Yes, I received your letter yesterday
About the time the door knob broke
When you asked me how I was doing
Was that some kind of joke?


I am virtually certain, though I cannot provide proof, that he chose "broke" to rhyme with "joke". But then, a broken doorknob does imply not being able to get in or out. "Was that some kind of joke?" dismisses all possibility that the asker even cares, or only cares in order to get something. The question has a sardonic Positively Fourth Street feel to it. What's it to you? You got a lotta nerve.

All these people that you mention
Yes, I know them, they're quite lame
I had to rearrange their faces
And give them all another name


Thus does the artist casually create and destroy his own universe, so that all the characters come out looking like versions of himself. As for "give them all another name", remember his nickname in high school was Zimbo. The old saw "all the characters are really me" is even more of a stretch than what I'm doing here.

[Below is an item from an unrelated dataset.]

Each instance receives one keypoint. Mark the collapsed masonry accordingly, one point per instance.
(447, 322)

Right now I can't read too good
Don't send me no more letters, no
Not unless you mail them
From Desolation Row.




It's well-known that Bob really can't read very well, he's always been blind as the proverbial fruit bat, so maybe this is one line we can take literally. Don't forget "here comes the blind commissioner/They've got him in a trance." But "don't send me no more letters, no" means he's cutting himself off from contact with people. And - oh, this is a good one! - what was in the very first line of this thing? POSTCARDS. But typical of Dylan, they aren't sending postcards, but selling them. So the old saw "I'll send you a postcard" becomes, sardonically, "I'll sell you a postcard."

Bob Dylan's masterpiece, if that's what this is, reflects his profound ambivalence about the vertiginous and devouring carnival of fame, his own fame in particular: he lied about working in carnivals as a boy, then found himself IN one, magnetically attracting a horde of sycophants, sociopaths and losers.

But which character IS he, anyway? The most likely contender, in my mind (and this is MY essay, so I can surmise if I want to) is Einstein disguised as Robin Hood: genius in the guise of folk hero. Costumed poseur, lost troubadour shifting from identity to identity, the figure comes closer than any of the others to a self-portrait of the most unlikely Nobel winner in the history of the prize, that enigmatic gift to the world, Bob Dylan.